A new brain-computer interface (BCI) powered by artificial intelligence (AI) allowed a paralyzed man, who could not speak or move, to control a robotic arm to grasp and move objects simply by imagining himself performing these movements.
Notably, the BCI worked for 7 months without needing to be adjusted, compared with just a day or two for other devices.
In an interview with Medscape Medical News, neurologist Karunesh Ganguly, MD, PhD, with University of California San Francisco (UCSF) Weill Institute for Neurosciences, explained that older BCI systems use spike recordings from tiny electrodes implanted in brain tissue to record signals from single or small groups of neurons near the electrode. However, these signals are unstable due to brain movement.
The new BCI system uses surface recordings, which are less invasive and more stable.

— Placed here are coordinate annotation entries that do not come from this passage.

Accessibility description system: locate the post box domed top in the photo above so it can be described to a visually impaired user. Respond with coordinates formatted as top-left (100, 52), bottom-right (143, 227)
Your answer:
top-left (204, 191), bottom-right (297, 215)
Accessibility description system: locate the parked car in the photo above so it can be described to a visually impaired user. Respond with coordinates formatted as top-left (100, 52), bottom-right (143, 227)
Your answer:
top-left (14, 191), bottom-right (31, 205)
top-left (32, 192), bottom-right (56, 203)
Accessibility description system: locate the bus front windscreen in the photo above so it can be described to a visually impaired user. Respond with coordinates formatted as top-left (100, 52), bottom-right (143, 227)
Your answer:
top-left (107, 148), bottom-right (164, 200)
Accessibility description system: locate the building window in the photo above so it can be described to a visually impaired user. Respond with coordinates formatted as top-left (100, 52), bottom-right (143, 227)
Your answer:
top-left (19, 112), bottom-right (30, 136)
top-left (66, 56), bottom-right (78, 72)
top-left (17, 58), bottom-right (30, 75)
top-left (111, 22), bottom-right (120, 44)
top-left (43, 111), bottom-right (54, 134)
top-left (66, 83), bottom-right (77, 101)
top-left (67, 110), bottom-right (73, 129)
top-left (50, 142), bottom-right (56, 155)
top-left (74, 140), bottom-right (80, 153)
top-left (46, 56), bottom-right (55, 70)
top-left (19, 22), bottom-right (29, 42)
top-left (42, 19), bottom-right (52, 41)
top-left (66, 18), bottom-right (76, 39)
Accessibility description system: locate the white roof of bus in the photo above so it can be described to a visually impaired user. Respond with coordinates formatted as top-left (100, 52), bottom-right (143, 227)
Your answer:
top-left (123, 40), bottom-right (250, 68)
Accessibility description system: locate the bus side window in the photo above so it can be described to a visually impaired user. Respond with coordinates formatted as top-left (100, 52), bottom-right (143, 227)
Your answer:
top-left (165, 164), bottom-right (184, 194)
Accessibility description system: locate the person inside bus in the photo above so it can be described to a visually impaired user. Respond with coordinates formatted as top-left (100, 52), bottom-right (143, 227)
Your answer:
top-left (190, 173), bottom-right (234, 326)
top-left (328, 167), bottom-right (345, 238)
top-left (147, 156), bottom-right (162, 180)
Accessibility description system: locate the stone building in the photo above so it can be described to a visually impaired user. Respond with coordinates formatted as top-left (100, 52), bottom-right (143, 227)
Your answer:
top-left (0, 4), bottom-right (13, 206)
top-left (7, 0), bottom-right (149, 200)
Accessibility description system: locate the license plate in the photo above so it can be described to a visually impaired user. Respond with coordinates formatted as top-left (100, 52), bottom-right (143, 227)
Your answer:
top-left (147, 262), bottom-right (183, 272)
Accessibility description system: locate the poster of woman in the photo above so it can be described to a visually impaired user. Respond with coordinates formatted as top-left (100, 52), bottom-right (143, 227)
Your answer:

“This approach is more on the surface of the brain itself. It’s still invasive, requires surgery, but it’s able to record signals more stably,” Ganguly said.
In addition, the AI component of the BCI tracks learning “drift” over time. Initially, the system needs about 8 to 9 days to stabilize, after which the system maintains stability for up to 7 months before requiring a brief recalibration, Ganguly noted.
The study was published online March 6 in the journal Cell.
Next Generation of Brain-Computer Interfaces
To test the AI-powered BCI, the investigators worked with a man who had been paralyzed by a stroke several years earlier. He was unable to speak or move.
Electrodes implanted on the surface of his brain picked up brain activity when he imagined moving different parts of his body and this data was used to train the AI.
With practice, the man could make the robotic arm pick up blocks, turn them, and move them to new locations. He was also able to open a cabinet, take out a cup, and hold it up to a water dispenser.
Seven months later, the participant was still able to control the robotic arm after a 15-minute “tune-up” to adjust for how his movement representations had drifted since he had begun using the device.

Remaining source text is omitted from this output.